Trainer J. Larry Jones adjusts equipment on Super Steed before scoring an upset in the G3 Southwest Stakes at Oaklawn Park.




Super Steed and Terry Thompson


It’s February 2019 and I am 56. A former Thoroughbred trainer and assistant trainer, I have decided it is time to pass the torch to the younger generation. No more hands-on horsemanship, just sit behind a computer and watch TV. Boohooing over watching tape has replaced safety pins. Motor oil has replaced Reducine. Baby oil has replaced the elbow grease of putting a fake shine on your equine athlete. Hands-on horsemen are a thing of the past. It’s a numbers game, or is it?

Well on Monday at Oaklawn Park, while being ground level for the $500,000 Southwest Stakes (G3), I saw a rejuvenation of two fine horsemen, one possibly headed to the National Museum of Racing and Hall of Fame.

Trainer J. Larry Jones, the native Kentuckian who temporarily retired from training in 2009, was saddling Super Steed in the race for 3-year-olds. The son of 2010 Kentucky Derby winner Super Saver was not respected in the wagering and was 62-1 entering the starting gate. Mr. Jones has won 1,127 races at the time of this writing with over $50 million in purses in his career. He has conditioned 2011 Horse of the Year Havre de Grace and 2007 Kentucky Derby runner-up Hard Spun, now a top stallion. And of course, he is known for the ill-fated Eight Belles, who lost her life on the track at Churchill Downs after finishing second in the 2008 Kentucky Derby. The day before, Jones saddled Proud Spell to victory in the G1 Kentucky Oaks, but the tragedy that surrounded Eight Belles overshadowed that victory. When the trainer took some time off in 2009, he passed the torch to his wife, Cindy Jones. Once Larry Jones’ health improved, he was back saddling horses in his name a little more than a year later. On any given day, Larry can be seen galloping his horses. His exercise riders ride their horses with their stirrups long and horses are allowed to stretch their legs at a good gallop. His style is unique and has proven effective throughout his career.

Terry Thompson, the 47-year-old jockey who also took a brief hiatus from the track in 2016-17, was aboard Super Steed. Thompson, who follows the Oaklawn Park-Prairie Meadows circuit, is a two-time leading jockey in Hot Springs and knows the dirt oval as well as well as any in the jocks room. Terry’s mounts had bankrolled $68,523,240 through Monday.

So, going to the post were two veterans who as successful they have been could be thinking about retirement. But in reality, they might be chasing the ultimate prize – the Kentucky Derby. It is a long, winding road to the first Saturday in May. When you watch your horse at the top of the stretch, you see maybe 20 horses while trying to pick yours out. Winning is an indescribable feeling. It’s business as usual with a loss. Back to the barn as deflation sets in attending your horse.

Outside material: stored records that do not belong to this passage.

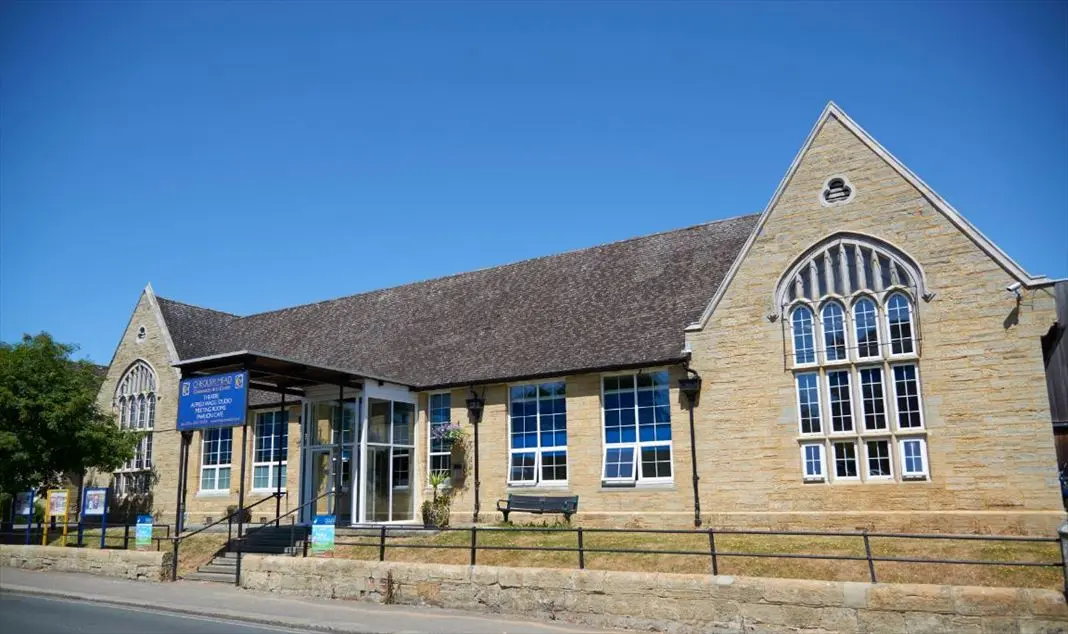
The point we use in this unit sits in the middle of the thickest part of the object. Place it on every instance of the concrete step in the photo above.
(213, 576)
(230, 571)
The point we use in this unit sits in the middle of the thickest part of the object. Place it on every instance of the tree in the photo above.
(49, 422)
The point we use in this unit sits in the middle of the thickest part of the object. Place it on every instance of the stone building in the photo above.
(868, 359)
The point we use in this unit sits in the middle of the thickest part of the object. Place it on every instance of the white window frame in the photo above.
(819, 403)
(637, 446)
(920, 398)
(815, 335)
(430, 454)
(826, 384)
(273, 464)
(886, 411)
(834, 458)
(823, 332)
(889, 295)
(867, 457)
(906, 474)
(821, 477)
(852, 326)
(538, 450)
(216, 468)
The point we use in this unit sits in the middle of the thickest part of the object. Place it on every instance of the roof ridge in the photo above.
(174, 301)
(495, 267)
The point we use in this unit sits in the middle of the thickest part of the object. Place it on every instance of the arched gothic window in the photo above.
(136, 403)
(857, 366)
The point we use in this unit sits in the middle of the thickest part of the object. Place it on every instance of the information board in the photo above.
(217, 400)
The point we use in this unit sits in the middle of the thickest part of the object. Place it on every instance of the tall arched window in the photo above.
(136, 403)
(857, 367)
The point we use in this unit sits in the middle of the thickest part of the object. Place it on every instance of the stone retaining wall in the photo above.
(148, 566)
(677, 603)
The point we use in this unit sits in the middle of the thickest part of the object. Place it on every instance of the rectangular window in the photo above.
(913, 458)
(845, 460)
(839, 400)
(216, 453)
(637, 410)
(812, 457)
(907, 396)
(270, 450)
(878, 459)
(872, 398)
(537, 429)
(809, 402)
(440, 415)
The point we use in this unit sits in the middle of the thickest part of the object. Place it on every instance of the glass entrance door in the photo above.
(390, 448)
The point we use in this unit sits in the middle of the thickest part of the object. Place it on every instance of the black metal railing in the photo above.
(382, 536)
(177, 539)
(73, 539)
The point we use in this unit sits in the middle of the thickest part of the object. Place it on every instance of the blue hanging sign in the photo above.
(323, 534)
(217, 400)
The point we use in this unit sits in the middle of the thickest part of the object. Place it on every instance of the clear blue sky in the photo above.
(247, 157)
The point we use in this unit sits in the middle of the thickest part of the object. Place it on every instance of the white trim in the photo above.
(906, 475)
(822, 462)
(867, 465)
(959, 221)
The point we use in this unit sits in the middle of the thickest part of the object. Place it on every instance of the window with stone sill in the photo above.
(135, 402)
(853, 349)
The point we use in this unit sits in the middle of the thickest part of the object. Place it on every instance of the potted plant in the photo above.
(436, 510)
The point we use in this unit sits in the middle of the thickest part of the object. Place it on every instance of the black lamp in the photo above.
(690, 386)
(475, 406)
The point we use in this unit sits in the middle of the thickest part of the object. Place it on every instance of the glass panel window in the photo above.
(866, 327)
(812, 458)
(913, 458)
(907, 395)
(839, 399)
(809, 402)
(804, 342)
(872, 398)
(638, 438)
(834, 332)
(845, 460)
(270, 449)
(878, 459)
(537, 429)
(216, 453)
(899, 320)
(440, 416)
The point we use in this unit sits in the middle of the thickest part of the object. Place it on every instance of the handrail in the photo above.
(228, 518)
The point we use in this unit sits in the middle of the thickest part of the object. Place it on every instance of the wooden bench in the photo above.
(539, 504)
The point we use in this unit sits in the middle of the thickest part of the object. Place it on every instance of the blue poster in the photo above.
(142, 538)
(217, 400)
(323, 532)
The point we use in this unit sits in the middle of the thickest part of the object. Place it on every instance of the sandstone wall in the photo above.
(668, 602)
(146, 566)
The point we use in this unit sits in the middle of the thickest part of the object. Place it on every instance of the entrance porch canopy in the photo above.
(269, 373)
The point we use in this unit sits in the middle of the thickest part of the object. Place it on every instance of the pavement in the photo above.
(153, 607)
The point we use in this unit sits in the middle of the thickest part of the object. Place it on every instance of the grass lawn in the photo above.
(831, 570)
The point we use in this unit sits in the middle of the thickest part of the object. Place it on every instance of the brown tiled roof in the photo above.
(619, 304)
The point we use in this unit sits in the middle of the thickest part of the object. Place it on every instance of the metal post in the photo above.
(711, 550)
(474, 542)
(240, 493)
(477, 484)
(867, 552)
(693, 464)
(278, 473)
(582, 552)
(1063, 534)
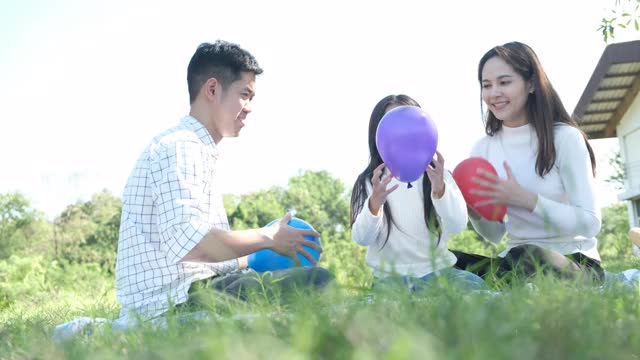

Super Steed steadied at the start. Settled behind horses, he received dirt in his face and made a sweeping move in the five-path, outside horses to win under a hand ride after Thompson dropped his stick near the eighth pole, according to Equibase chart callers. Jones gave Thompson strict instructions on riding the colt and it resulted in victory.

So, is this a game for the young, with 100-plus horses? Or is it hands on, old school horsemanship still a driving force to the winner’s circle? As I stood on the track waiting to get quotes from Thompson, the jockey took off his helmet and I was shocked to see him full of gray hair. I guess it is time to accept the experience and proven careers in the industry are still getting a one-way ticket to the winner’s circle. Well done, gentlemen!  Well done.